Who says you should only brew with malt, water, hops, and yeast? Okay, who except the Germans? The truth is, we all love adjuncts ... when they work. Early craft brewers dumped about anything they could think of in the kettle. There were some notable successes, but lots of failures. Brewers got back to basics, and only slowly--and subtly--began working them back in. It looks a little like 1993 again, except now breweries know what they're doing.

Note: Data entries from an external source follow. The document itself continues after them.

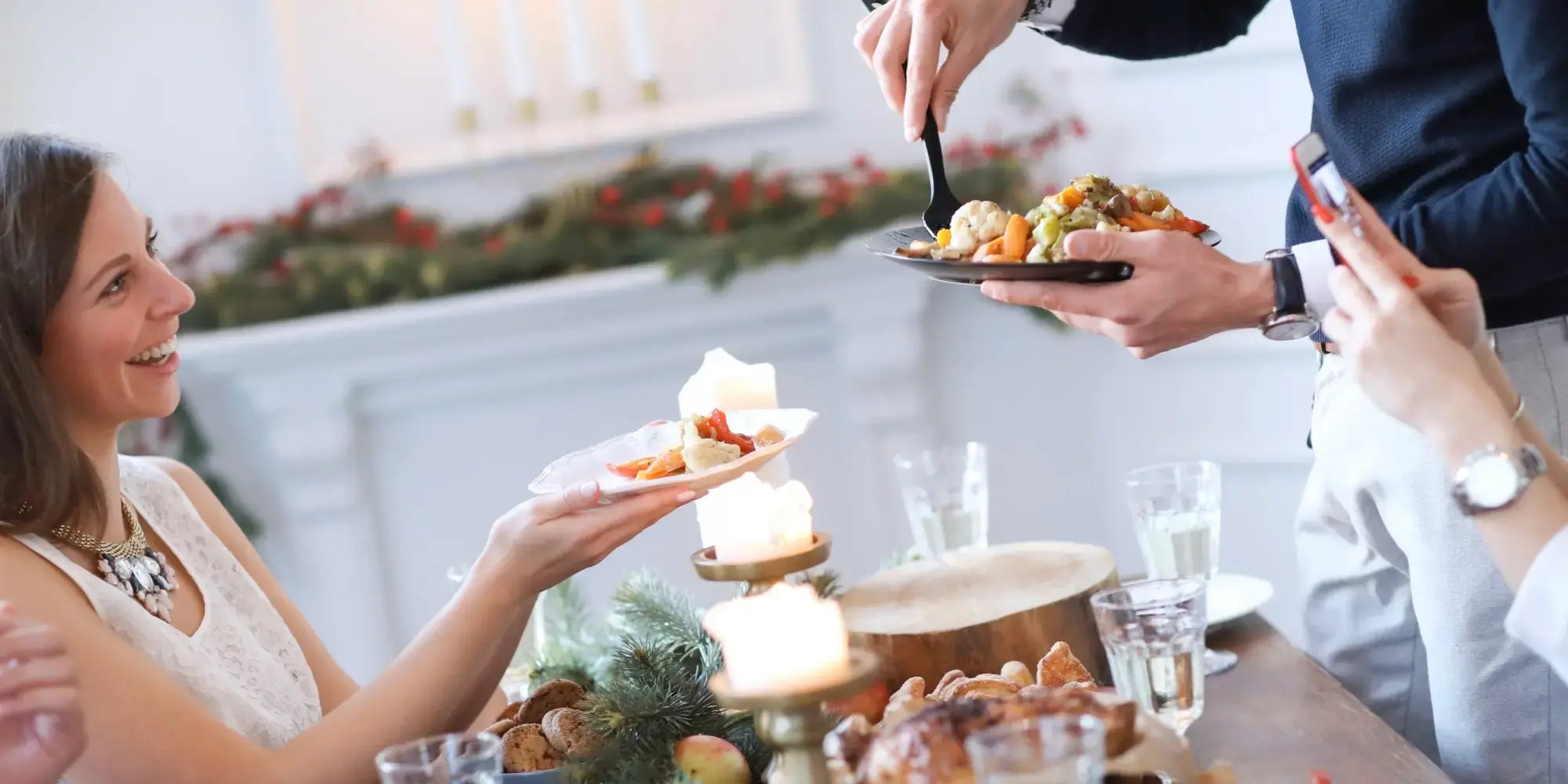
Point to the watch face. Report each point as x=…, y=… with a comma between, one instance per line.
x=1492, y=482
x=1290, y=328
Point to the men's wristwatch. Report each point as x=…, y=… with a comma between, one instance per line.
x=1494, y=479
x=1291, y=319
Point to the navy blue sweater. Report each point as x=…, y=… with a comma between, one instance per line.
x=1451, y=117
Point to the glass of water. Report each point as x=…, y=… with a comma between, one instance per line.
x=443, y=760
x=1153, y=636
x=1064, y=749
x=1177, y=515
x=946, y=496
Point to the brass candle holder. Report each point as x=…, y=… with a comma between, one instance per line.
x=760, y=576
x=793, y=724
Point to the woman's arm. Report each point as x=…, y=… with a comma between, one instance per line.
x=438, y=684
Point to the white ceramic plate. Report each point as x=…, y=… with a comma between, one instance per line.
x=592, y=465
x=1235, y=597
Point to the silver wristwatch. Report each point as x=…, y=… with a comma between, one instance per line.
x=1494, y=479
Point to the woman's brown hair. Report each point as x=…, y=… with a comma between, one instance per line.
x=46, y=187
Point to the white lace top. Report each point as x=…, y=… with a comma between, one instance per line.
x=242, y=662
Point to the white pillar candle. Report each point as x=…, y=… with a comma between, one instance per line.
x=579, y=53
x=760, y=521
x=520, y=79
x=730, y=385
x=459, y=82
x=639, y=51
x=782, y=641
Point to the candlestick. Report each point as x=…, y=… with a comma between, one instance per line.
x=578, y=49
x=760, y=576
x=639, y=54
x=520, y=79
x=459, y=82
x=793, y=724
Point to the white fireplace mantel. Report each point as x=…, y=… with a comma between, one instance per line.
x=300, y=415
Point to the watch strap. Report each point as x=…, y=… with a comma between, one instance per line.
x=1290, y=296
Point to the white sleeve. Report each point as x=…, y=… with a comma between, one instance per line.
x=1048, y=15
x=1539, y=617
x=1315, y=261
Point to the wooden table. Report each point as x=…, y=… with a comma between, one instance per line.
x=1277, y=717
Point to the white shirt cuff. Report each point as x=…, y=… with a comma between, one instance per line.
x=1539, y=617
x=1315, y=261
x=1048, y=15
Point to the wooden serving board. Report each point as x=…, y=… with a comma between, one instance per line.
x=978, y=611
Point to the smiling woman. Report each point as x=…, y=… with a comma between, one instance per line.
x=142, y=570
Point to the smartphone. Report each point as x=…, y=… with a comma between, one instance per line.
x=1321, y=180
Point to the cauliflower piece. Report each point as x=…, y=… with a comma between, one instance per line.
x=981, y=220
x=702, y=454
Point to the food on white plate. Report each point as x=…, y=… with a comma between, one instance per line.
x=985, y=233
x=706, y=443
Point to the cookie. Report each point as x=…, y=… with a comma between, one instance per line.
x=526, y=750
x=1061, y=669
x=567, y=730
x=550, y=697
x=1018, y=673
x=501, y=727
x=949, y=678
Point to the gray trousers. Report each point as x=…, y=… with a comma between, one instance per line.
x=1404, y=603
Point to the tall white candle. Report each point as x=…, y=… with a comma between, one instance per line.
x=456, y=53
x=760, y=521
x=578, y=51
x=639, y=49
x=730, y=385
x=520, y=79
x=782, y=641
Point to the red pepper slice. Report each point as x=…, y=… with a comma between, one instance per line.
x=631, y=470
x=728, y=437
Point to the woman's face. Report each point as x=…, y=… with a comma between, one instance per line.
x=109, y=346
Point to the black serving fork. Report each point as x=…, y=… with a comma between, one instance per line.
x=940, y=212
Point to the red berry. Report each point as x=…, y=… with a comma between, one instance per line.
x=655, y=216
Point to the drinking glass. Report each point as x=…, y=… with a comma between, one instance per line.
x=1064, y=749
x=946, y=496
x=1177, y=515
x=1153, y=636
x=443, y=760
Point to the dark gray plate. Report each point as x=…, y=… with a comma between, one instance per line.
x=888, y=244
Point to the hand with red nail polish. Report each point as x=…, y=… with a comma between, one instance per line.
x=1451, y=296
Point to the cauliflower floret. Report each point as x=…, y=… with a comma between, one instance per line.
x=978, y=223
x=702, y=454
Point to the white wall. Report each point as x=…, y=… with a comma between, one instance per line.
x=187, y=93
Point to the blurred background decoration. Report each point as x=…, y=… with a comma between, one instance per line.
x=441, y=242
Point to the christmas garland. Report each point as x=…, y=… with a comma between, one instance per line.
x=647, y=678
x=332, y=255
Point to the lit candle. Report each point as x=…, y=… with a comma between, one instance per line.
x=518, y=76
x=761, y=521
x=459, y=82
x=578, y=49
x=639, y=54
x=782, y=641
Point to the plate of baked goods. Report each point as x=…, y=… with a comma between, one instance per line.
x=921, y=731
x=700, y=452
x=985, y=242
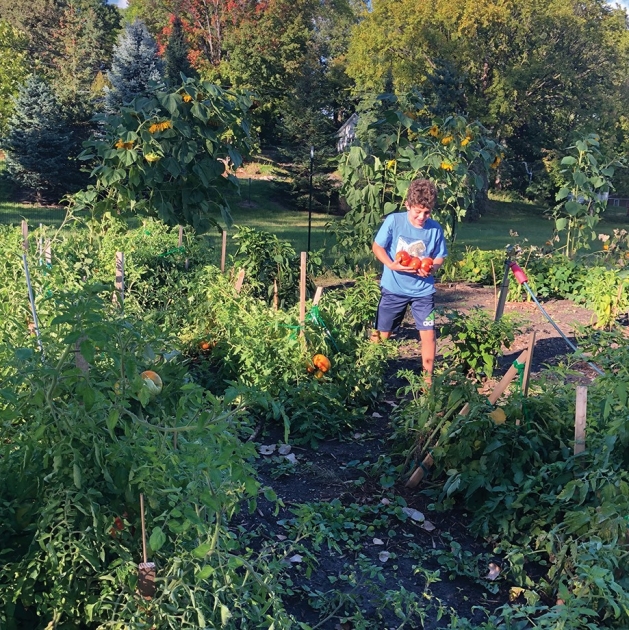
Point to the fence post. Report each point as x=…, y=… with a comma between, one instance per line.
x=580, y=419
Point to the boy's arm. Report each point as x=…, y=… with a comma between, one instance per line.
x=381, y=254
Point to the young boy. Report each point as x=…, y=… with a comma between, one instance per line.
x=416, y=233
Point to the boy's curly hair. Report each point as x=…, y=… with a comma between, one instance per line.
x=422, y=192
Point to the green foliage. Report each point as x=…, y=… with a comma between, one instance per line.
x=80, y=446
x=13, y=69
x=565, y=514
x=583, y=197
x=38, y=144
x=261, y=357
x=176, y=61
x=477, y=340
x=272, y=263
x=495, y=49
x=403, y=146
x=135, y=68
x=171, y=155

In Montreal, the very well-regarded Brasserie Dieu Du Ciel experiments broadly, and recently I picked up Rosee d'Hibiscus. It's a fairly straightforward wheat and the only wild card is the infusion of hibiscus flowers. They add color, aroma, and some flavor. The scent of this beer is quite a bit like a wit, though more floral, sort of a tart, citrus note. Wheat also evident. The flowers turn the beer pink, like herbal tea. The palate is also akin to a wit, but a little more tart. It's a sweet beer, but it does have a quality of tea. It's a bit like the gruit beers that have become more common; the first few tastes are slightly disorienting. But by the end, you're downing it without qualms.
If I were to use hibiscus, I might use a more interesting yeast. It's a fine beer, but not necessarily the kind of beer you'd find yourself craving. Admirable without being wholly lovable. An interesting experiment, and worth noting in the annals of adjuncts.